Indicator of Success #15

I'm sure that the vast majority of you have been following the epic saga of Casey Serin. Casey has demonstrated a genuine lack of business acumen, essentially failing every test of intellegence, resolve and leadership along the way.

For those of you unawares, he had been blogging about his mistakes in real estate investing (which lost him millions) against the wills of his wife and was planning to self-publish a book with the help of a partner. When his wife finally had enough, she forced Casey to shut down the blog. His publisher encouraged him to come back, leading to a climax where he left the country, giving his wife only an hour's notice. Finally it seems that sense has returned to him, and he's decided to quit his blogging and his get-rich-quick dreams, and settle down for his wife. Then he notes that after he had made the decision he sent the following letter to his publisher:

M**** , there is going to be no book and no blog. Sorry to do this. But if you are a good person (business aside) you will understand. If don’t stop now I WILL lose my wife. That is not a good trade off for me. This is final. Sorry I don’t want to talk on the phone at this time. Lets wait until tomorrow. This is a hard decision. Thanks for all your help but I am exiting. I DO NOT want the book to be published without me either. Again, I hope you understand. Also our agreement is calling me to do illegal things (putting my digital assets into entities while I am defaulting on all my lenders). I didn’t know it until I had a professional look at it. You probably didn’t know either. Either way, this whole thing is about to cost my my marriage and I must stop NOW. Sorry for the troubles.

Which leads us to the latest indicator of success, the ability to build a consensus. Casey doesn't know why everyone gets mad at him, and then he sends out letter like these to people he considers "partners".

Let me recount a quick story. I had a good friend who was in a stable relationship who ran into a bit of a crisis of faith and no longer felt that he should be sleeping with his Significant Other (SO). He actually felt extremely sure about it and told me that he intended to tell his SO in a few days when they next saw each other.

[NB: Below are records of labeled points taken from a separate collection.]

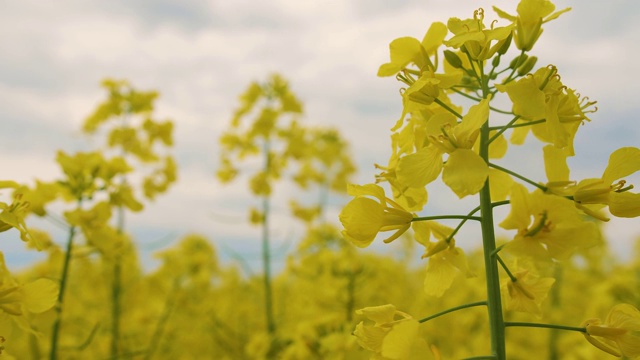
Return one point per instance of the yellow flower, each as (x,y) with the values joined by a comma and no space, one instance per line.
(12,216)
(408,50)
(446,261)
(531,15)
(548,226)
(363,217)
(465,172)
(542,96)
(17,299)
(471,36)
(393,334)
(591,194)
(620,333)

Here's what I wrote to him:

You are unilaterally making a desicion for the two of you. Yes, it's a decision that you are fully allowed to make, but you've already made up your mind on an issue that affects [your SO]. This will probably make him feel like you are dictating the terms of the relationship to [your SO].

This wasn't about whether he needed to change his relationship or not, I won't go into that can of worms. What made his decision so poor was that his SO is a partner in the relationship. And partners don't dictate terms, superiors do. Partners discuss terms. So by dictating some terms of the relationship to his SO, he was essentially asserting himself as superior.

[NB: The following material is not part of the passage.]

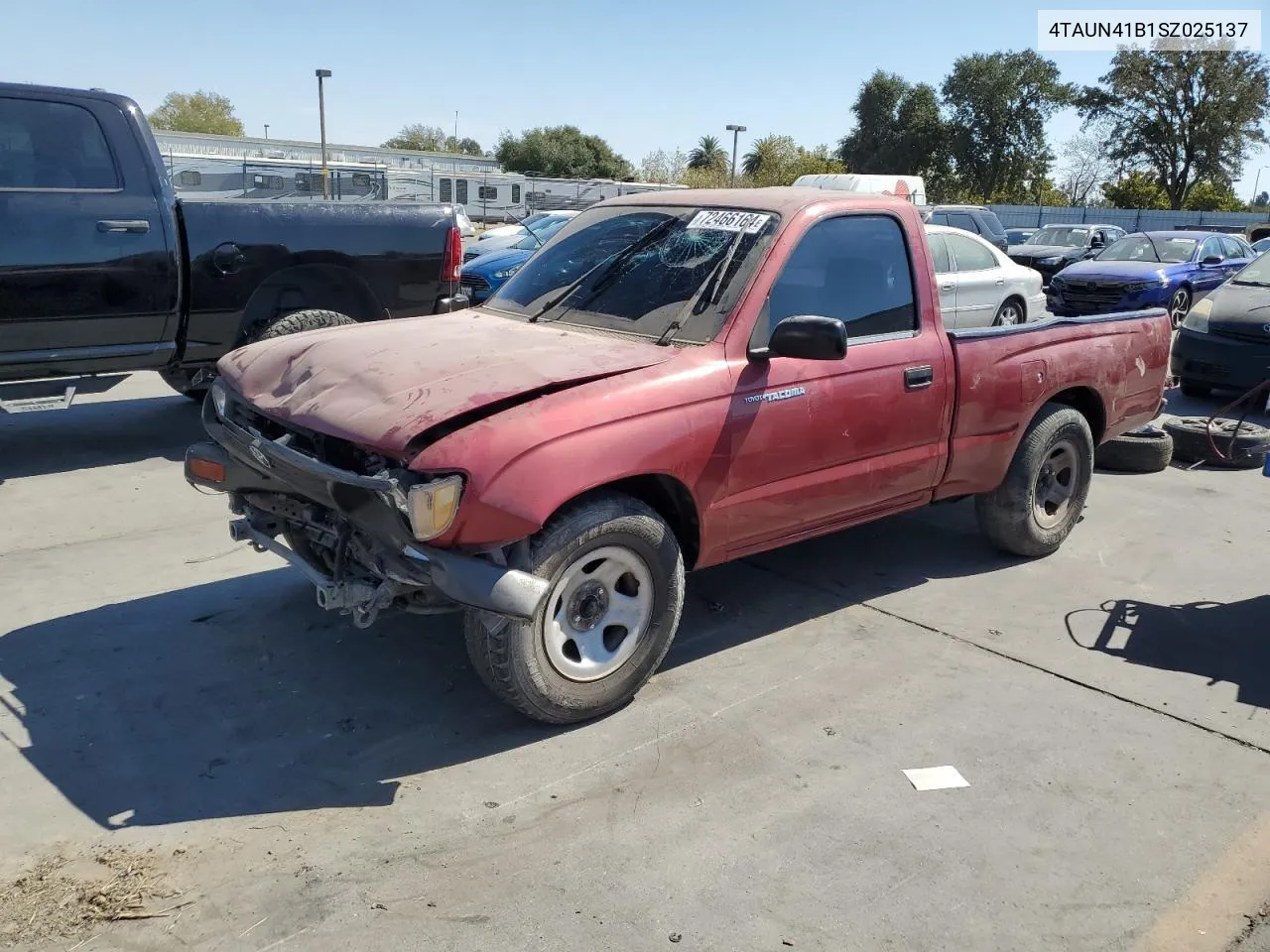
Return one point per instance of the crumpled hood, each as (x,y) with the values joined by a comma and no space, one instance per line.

Now that I've told that story, go back and read Casey's e-mail to his "partner" in publishing again. Doesn't it sound a little bit arrogant? He's simply saying "I've made a choice, and you have to abide by my wishes". Then he wraps it in an extra layer of guilt by saying "if you are a good person you'll understand". This isn't the first time that Casey has done this. He has repeatedly, in the past, dictated terms to people he wanted to have as "partners", even his wife. Which is part of the reason that nearly everyone he dealt with eventually turned against him.

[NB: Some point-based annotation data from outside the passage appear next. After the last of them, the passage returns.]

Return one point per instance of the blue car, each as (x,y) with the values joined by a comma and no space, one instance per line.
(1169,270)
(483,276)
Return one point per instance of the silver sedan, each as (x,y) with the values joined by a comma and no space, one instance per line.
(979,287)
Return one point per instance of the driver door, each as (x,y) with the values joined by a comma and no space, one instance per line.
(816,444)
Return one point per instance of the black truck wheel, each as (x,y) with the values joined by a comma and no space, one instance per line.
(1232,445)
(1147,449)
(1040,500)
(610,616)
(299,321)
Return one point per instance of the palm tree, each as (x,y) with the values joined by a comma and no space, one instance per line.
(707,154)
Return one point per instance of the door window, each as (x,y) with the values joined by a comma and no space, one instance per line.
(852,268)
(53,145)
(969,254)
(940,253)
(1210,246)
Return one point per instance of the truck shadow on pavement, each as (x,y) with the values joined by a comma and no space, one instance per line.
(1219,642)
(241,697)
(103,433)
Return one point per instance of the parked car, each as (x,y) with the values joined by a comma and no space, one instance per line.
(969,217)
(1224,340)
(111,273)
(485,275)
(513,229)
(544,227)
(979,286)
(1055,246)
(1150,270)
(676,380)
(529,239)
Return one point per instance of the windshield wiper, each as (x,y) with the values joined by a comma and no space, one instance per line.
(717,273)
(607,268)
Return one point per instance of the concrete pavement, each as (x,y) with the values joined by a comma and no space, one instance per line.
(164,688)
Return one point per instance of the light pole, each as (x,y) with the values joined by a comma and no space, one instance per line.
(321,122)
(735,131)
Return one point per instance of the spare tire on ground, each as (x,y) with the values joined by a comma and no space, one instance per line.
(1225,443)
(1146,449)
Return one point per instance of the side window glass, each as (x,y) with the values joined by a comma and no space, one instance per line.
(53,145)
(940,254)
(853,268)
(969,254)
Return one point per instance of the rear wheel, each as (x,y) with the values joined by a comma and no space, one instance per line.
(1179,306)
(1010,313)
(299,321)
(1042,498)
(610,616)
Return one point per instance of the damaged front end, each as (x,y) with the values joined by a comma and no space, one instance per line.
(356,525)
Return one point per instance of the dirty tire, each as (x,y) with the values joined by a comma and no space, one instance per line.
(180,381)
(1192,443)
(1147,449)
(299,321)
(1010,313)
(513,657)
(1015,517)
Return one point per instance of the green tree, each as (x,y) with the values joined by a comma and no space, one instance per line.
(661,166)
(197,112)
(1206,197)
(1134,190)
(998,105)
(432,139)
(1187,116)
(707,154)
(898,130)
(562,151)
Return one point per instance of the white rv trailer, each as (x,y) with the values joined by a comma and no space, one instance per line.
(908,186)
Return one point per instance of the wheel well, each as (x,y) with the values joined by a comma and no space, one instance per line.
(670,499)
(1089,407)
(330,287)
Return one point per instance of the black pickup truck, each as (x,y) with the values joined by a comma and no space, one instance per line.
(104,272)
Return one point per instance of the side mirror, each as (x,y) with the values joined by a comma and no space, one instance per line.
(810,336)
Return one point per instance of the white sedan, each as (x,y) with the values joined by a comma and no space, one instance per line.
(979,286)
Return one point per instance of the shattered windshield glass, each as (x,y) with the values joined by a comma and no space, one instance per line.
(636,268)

What should Casey have done differently? When he realized that he had to kill the blog to save his marriage, his first phone call should have been to the only business partner that he currently has, the publisher. Since the publisher has invested time and effort into this project, he should have got him on the phone and said "M****, this project is destroying my marriage and that's something I can't allow. She wants to get out of the public eye, and I wanted to talk to you about this".

The goal of this conversation is to have M**** (yes, we all know it's Marty) come around to saying "I understand that you need to take the blog down, but since I have already vested time in this deal, let's discuss what we can do to walk away." At this point, Casey can offer a few things, from monetary compensation (although he has supposedly already paid Marty $5,000) to a new contract that promises him a cut of any future book project that tells his story.

But the difference between good leaders and bad leaders is that bad leaders give orders. They hand down directives. They dictate terms. Good leaders build a consensus, so everyone feels valuable, and no one feels like they had a fast one pulled on them.

Biff and I have an exit clause built into our partnership agreement. At an time Biff can come to me and say "I want out", and the clock starts ticking (I have 3 months to pay him for his share of the business as determined by independant appraisers unless we're liquidating, in which case he gets paid when I do). Yet I would never expect that of him. If he really wanted out he'd come to me, discuss it and we'd start thinking of ways to either keep him in and address his concerns, or we'd look into how we would go about his exit in the best way for both of us.

But that same principal applies to our tenants, and (thank God we haven't needed them yet) our contractors. Repeat after me:

"I don't want people to do what I tell them. I want people to do what we agreed together."